Architecture and Compilers
About the course
This is the homepage for
CS 353: Architecture and Compilers,
a course offered by
Fritz Ruehr at the
Computer Science Department of
Willamette University.
Learning to program in Java can be fun and empowering, but it may still leave you mystified about
how computers really work: what are the components of a physical computer? How does the computer
"know" what to do when it runs a Java program? What connects abstract ideas like objects and
methods to the silicon hardware?
This hybrid course in computer architecture and high-level language processing (compilers) will
provide you with the answers to these questions. The course is a "soup-to-nuts" overview of the
various levels of structure embodied in a physical computer, as well as the various stages by which
high-level languages are translated into a form which the computer can directly execute.
In traditional curricula, these two topics are often covered in separate courses—we have
combined them into a single comprehensive overview in order to expedite Willamette's pedagogical goals.
We will start our journey with basic facts about binary encodings, how they are used to represent
data and how logical operations can be used to transform these data. We will then see how basic
electrical components called gates can be used to realize these operations on digital signals,
and how they can be combined into circuits which will implement more complex processes. Finally,
we will see how these circuits are used to build higher-level components which constitute a typical
computer, and how digital data stored inside the computer can be used to control its operation.
In the second phase of our studies, we will start with the strings of characters which comprise a
program file, and see how it can be analyzed in successive stages until the internal structure of
the program is exposed. We will then see how this internal structure can be translated into the
low-level codes which a computer can execute, in a way which respects the meanings of the original
program. Finally, as time permits, we will survey a few important concepts which inform the design
of high-level languages both like and unlike Java.
News
- Here's are some old notes on about converting DFAs/NFAs to regular expressions.
- Here's a Sun's Java regular expression tutorial.
- Here's a wood and marbles adding machine.
- Read what every programmer should know about Unicode
(from Joel Spolsky: don't let him put you in a submarine, peeling onions).
(And you might as well read about HTML 5 while your at it, here from Mark Pilgrim.)
- Study for the midterm (Wed 28 Oct 2009) using these notes
(same link as below, just repeated here for convenience)
- another kind of very little machine
- Welcome to the Fall 2009 class!
The "news" below (as well as assignments, etc.) are from the 2008 version of the class;
I will be leaving them intact for now as convenient references. I'll try to add updates
above the horizontal rule below, and to move others above as they become especially relevant.
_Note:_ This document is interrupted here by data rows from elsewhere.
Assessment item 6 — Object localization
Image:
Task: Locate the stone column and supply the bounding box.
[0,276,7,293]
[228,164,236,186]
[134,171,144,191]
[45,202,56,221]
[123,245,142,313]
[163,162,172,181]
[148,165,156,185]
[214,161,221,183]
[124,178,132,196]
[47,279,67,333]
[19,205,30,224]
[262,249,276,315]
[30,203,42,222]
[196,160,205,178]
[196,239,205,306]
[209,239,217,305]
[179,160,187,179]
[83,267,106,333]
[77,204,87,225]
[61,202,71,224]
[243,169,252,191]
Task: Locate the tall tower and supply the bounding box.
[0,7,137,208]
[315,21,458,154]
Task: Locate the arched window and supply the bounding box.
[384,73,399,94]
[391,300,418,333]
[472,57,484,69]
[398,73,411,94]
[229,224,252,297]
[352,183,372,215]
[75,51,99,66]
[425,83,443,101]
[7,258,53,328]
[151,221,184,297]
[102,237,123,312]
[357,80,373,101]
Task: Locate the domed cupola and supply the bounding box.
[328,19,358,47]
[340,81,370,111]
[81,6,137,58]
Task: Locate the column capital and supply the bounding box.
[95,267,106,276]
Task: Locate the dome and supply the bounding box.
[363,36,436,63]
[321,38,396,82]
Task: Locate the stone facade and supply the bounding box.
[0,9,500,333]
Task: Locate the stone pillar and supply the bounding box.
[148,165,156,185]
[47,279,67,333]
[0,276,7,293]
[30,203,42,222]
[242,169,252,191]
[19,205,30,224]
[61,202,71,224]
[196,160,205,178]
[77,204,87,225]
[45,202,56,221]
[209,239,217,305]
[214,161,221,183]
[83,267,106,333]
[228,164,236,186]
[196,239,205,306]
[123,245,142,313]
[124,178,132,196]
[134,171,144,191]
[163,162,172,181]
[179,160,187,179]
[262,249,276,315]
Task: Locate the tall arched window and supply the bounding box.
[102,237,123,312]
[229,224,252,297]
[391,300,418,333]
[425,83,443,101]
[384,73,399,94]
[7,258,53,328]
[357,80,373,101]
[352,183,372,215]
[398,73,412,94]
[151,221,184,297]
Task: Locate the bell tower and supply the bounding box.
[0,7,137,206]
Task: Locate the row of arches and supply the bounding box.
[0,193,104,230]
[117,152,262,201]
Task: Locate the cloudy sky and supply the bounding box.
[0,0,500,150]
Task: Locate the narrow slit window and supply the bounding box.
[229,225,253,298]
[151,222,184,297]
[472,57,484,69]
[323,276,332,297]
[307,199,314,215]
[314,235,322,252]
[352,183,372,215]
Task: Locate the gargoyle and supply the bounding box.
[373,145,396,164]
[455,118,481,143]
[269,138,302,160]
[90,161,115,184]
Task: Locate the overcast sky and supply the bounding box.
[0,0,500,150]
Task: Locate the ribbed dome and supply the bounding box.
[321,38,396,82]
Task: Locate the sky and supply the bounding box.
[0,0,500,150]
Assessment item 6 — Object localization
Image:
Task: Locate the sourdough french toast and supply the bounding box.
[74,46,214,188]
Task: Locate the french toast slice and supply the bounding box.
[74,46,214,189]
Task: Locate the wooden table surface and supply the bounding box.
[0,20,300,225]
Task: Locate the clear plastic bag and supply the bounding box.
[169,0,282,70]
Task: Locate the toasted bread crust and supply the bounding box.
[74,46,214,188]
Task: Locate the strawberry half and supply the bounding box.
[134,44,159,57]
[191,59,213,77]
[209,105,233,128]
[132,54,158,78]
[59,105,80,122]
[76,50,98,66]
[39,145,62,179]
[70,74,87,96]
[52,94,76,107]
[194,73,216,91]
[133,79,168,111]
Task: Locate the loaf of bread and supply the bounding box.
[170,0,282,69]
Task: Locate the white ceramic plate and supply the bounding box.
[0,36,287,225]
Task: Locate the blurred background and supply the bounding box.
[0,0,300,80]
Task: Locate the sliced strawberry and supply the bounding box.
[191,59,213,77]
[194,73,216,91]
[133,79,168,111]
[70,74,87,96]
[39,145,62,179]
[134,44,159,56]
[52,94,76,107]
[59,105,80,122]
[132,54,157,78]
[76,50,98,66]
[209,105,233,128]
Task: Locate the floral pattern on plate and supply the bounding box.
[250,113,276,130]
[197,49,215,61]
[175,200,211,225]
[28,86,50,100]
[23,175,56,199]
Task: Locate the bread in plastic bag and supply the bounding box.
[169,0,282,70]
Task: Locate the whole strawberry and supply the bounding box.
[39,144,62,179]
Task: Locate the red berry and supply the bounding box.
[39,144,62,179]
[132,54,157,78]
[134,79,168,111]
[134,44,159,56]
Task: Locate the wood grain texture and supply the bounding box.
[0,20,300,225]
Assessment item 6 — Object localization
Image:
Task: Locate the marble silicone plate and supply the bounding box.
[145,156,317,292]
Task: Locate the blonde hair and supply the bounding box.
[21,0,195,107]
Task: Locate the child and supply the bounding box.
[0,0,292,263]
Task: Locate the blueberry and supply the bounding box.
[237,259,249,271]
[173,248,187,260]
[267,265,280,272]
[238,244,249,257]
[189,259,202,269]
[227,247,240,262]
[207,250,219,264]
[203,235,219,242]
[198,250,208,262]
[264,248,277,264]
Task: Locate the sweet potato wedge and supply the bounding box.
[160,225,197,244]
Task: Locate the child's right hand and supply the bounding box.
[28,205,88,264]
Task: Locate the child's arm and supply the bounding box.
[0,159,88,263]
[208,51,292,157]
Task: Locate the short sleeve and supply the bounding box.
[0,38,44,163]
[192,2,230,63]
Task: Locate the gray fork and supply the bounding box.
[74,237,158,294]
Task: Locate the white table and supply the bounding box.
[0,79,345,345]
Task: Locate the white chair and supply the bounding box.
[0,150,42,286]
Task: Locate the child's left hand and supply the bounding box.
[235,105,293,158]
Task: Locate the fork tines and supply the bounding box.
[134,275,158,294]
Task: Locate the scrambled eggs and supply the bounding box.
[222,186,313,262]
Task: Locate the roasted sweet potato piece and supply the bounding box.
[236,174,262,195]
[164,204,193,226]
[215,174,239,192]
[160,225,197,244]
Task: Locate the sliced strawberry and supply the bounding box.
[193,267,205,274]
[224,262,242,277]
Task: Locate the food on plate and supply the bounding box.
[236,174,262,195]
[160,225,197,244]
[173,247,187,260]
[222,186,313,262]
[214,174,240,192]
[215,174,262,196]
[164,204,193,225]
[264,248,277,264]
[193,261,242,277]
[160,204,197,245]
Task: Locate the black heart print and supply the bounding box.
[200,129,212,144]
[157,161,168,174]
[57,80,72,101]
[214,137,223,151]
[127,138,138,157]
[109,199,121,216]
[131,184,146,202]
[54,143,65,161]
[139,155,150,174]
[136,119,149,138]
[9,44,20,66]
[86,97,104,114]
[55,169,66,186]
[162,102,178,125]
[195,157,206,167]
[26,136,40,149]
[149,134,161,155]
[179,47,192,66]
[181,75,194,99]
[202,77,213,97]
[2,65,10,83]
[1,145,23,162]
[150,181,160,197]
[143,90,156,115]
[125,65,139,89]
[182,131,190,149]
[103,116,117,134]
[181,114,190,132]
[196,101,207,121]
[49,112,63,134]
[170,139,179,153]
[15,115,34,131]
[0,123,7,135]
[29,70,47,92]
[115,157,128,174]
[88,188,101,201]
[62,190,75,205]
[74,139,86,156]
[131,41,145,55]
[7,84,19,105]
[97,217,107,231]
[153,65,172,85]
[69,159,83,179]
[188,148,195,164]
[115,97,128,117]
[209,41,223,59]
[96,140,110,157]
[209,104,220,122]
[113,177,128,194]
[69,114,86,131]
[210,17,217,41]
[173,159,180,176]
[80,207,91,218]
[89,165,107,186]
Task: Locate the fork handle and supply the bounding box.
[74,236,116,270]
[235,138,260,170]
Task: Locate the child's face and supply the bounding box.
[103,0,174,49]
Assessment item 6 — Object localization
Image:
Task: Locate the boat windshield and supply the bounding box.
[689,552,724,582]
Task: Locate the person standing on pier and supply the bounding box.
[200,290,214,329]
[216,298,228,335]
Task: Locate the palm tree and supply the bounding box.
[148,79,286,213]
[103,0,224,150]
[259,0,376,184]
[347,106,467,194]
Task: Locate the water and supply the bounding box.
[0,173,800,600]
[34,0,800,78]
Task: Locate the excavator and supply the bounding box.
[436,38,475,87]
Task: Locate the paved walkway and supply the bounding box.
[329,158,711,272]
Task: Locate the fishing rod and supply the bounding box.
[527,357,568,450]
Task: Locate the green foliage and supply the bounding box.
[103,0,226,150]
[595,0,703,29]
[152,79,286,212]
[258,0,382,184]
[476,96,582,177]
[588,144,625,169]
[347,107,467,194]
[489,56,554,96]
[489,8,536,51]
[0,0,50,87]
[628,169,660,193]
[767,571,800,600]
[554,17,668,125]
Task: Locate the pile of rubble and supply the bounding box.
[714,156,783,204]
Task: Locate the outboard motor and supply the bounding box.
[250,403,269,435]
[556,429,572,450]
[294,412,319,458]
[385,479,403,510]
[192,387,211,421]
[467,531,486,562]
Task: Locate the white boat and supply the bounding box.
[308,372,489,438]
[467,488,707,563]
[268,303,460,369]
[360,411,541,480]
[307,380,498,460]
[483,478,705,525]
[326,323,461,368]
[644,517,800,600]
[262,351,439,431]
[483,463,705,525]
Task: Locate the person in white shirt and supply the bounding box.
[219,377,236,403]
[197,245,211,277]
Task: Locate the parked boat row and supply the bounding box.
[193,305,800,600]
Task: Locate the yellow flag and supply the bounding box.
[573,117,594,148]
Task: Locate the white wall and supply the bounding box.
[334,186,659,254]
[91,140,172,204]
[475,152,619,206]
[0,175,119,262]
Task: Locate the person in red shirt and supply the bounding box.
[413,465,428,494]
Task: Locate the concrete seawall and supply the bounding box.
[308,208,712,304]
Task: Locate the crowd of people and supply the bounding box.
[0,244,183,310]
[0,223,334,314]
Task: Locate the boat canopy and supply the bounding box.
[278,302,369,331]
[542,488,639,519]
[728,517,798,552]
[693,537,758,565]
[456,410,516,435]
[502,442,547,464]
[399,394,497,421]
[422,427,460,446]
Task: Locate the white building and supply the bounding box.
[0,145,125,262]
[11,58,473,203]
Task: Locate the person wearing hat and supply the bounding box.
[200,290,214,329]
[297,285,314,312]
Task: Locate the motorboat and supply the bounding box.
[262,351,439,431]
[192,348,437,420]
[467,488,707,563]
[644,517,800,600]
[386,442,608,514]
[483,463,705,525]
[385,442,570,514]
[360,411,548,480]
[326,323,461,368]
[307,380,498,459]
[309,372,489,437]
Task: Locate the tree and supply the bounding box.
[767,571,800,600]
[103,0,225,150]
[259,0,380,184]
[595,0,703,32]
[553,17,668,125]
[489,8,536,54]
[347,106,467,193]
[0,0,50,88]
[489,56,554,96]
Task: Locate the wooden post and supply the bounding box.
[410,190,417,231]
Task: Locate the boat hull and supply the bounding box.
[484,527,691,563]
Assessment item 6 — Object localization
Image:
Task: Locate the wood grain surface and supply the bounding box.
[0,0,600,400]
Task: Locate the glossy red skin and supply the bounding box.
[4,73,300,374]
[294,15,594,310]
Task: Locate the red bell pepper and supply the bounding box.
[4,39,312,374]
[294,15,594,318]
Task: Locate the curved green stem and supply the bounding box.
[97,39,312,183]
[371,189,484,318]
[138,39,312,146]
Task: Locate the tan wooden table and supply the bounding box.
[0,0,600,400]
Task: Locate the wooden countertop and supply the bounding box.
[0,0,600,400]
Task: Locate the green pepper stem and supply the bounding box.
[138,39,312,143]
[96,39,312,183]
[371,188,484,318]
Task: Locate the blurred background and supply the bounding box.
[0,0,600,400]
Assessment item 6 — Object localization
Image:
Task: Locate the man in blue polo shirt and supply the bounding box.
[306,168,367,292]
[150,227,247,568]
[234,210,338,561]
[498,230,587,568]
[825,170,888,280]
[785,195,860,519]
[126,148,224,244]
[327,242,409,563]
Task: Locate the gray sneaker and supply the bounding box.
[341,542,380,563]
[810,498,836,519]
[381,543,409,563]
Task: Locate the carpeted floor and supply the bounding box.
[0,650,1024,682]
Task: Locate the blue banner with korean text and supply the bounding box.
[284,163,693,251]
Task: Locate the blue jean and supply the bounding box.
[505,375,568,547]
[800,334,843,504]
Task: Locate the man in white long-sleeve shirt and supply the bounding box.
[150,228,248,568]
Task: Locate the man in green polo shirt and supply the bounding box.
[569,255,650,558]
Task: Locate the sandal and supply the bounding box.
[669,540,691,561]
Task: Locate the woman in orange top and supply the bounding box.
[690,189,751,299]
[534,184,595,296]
- a visual key to bits, ints and chars
- an ancient lecture on data representation
- A binary counter graphic
- A binary-decimal converter
- A Virginia Tech tutorial (look at I, II.A and II.B)
- Here's a
better (i.e., actually works) link to the Java Virtual Machine spec
(the one on the class handout apparently suffers from bit-rot).
- I made a small (but important) change to the description of the shunting-yard approach
to parsing in the description of lab 9. More specifically, Sam noticed that I had
assumed there that we were doing operators of equal precedence right-associating,
whereas this semester we are using left-association. This means that
operators of strictly greater precedence would cause a shift instead of a reduction.
See the lab 9 write-up for more details (the change I made is in bullet point 3 of the
"Parsing Strategy" section.)
Thanks, Sam!
- While studying for the final, you'll want to check out Sam's
diagrams (that's two links there) showing the "two's complement clock".
- Here is a version of multiplication for non-negative integers: mult.asm.
... and here's the output of the compiler: longexpr.asm
(but note that there is some premature (i.e., wrong) optimization in the multiplier here!)
- Study for the final exam (Fri 19 Dec 2008, from 2-5 pm) using these notes.
NOTE: the date for the final is now updated for the 2008 class, but the notes for studying
are not (i.e.,, they might chnage in some minor ways).
- Check out this graphical overview of the Java Virtual Machine.
- Study for the midterm (Wed 28 Oct 2009) using these notes
(same link as above, just repeated above for convenience)
- Check out Oliver Steele's
regular expression visualizer (edit the pattern itself on the upper left,
input on the upper right)
- here are some nice, thorough
course notes on computer organization by Grant Braught at Dickinson College
- the Tengwar ("elvish") Unicode proposal,
and the Klingon one
- Here is the (informal, ungraded) homework for Tuesday 4 Sep
- I have added the due date for the first lab: see below!
Labs (in chron. order) NB: I am updating the due dates for this year as we go!
- Lab 1: Numerals, numbers and strings
(due Fri 11 Sep 2009)
A simple lab to get you started thinking about strings and numbers as
they are represented inside the computer in binary.
- Lab 2: Binary addition with two's complement
(due Fri 18 Sep 2009)
Buliding on the last lab, you will now implement some simple operations
on binary "words" (i.e., sequences of bits).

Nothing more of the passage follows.